[LinuxPPS] So far, so good

Miroslav Lichvar mlichvar at redhat.com
Mon Aug 9 21:52:30 CEST 2010


On Mon, Aug 09, 2010 at 11:20:50AM -0700, Hal V. Engel wrote:
> On Monday 09 August 2010 09:49:44 am Paul wrote:
> > Thanks for this and from Hal. But still how can I see drift of less than
> > 1 microsecond? The peers command in ntpq is only measuring microseconds
> > - what else do you use?
> 
> You are correct the ntpq only shows offset down to microseconds ntptime should 
> show you nanosecond offsets.  

You can get the offset in nanoseconds shown by ntptime also remotely
with ntpdc -c kerninfo. But it's the remaining kernel PLL offset,
which will be slightly smaller that the original offset depending on
how long from the last clock update it is queried.

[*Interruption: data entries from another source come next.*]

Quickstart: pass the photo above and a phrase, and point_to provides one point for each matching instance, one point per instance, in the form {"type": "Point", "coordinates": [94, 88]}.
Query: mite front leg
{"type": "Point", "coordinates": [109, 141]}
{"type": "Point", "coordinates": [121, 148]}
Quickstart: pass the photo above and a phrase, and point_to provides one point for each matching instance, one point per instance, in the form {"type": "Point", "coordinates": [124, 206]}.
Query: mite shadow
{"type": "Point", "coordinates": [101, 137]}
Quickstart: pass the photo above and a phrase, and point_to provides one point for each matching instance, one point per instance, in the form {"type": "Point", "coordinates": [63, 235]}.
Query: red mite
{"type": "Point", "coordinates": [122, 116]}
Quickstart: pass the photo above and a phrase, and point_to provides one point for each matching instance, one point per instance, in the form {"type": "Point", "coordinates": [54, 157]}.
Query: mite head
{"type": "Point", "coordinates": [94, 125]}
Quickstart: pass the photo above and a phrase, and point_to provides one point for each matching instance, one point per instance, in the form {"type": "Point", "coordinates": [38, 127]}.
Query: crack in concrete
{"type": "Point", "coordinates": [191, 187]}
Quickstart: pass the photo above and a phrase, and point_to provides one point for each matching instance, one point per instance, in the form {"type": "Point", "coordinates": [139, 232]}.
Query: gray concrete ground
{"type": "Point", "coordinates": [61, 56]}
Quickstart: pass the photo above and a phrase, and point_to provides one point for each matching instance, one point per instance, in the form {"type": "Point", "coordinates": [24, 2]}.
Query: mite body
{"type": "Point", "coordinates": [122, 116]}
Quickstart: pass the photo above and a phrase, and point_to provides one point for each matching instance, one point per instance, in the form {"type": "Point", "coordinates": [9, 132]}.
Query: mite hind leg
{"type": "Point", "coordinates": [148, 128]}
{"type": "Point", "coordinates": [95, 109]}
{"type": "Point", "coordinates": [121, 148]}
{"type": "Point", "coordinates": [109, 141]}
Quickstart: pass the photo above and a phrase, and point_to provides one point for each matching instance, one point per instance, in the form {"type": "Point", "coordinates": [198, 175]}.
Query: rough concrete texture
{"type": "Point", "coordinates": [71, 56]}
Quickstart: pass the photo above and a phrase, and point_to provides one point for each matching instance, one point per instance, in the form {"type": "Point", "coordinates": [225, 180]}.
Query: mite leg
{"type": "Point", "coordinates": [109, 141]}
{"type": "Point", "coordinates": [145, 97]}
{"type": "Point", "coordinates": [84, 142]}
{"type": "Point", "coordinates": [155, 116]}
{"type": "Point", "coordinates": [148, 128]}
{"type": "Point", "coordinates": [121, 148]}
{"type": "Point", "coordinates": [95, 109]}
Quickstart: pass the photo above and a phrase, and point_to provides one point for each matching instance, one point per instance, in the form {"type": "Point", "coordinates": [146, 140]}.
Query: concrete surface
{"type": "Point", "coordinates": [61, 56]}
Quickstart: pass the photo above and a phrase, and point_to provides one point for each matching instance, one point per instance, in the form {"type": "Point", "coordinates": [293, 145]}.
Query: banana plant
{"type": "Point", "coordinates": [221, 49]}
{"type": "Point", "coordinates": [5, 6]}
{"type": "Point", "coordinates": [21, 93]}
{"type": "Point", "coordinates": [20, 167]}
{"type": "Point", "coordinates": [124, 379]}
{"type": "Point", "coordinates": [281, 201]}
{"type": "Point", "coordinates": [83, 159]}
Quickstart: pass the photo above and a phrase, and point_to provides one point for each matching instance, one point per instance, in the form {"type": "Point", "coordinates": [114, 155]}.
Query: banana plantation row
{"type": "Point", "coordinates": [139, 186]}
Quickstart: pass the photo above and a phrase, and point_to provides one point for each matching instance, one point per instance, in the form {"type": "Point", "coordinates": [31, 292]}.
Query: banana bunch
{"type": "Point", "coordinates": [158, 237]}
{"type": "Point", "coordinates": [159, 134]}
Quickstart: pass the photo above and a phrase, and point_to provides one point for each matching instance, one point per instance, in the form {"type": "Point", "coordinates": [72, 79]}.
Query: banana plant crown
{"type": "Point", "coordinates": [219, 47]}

The only way how to
get the offset exactly seems to be enabling loopstats in ntp.conf and
read the third column from the file.

> My system once it has settled down will typically 
> show offsets in the +-250 nano seconds range when I query it with ntptime.  If 
> I increase the system load (by running a large build for example) the offsets 
> will increase and then settle down again once ntp has adjusted for the higher 
> latency of the interrupt handler.

Isn't that a change in frequency caused by increased temperature
rather than increased latency?

A shorter polling interval might help in such situations, but it will
probably make things worse when idle.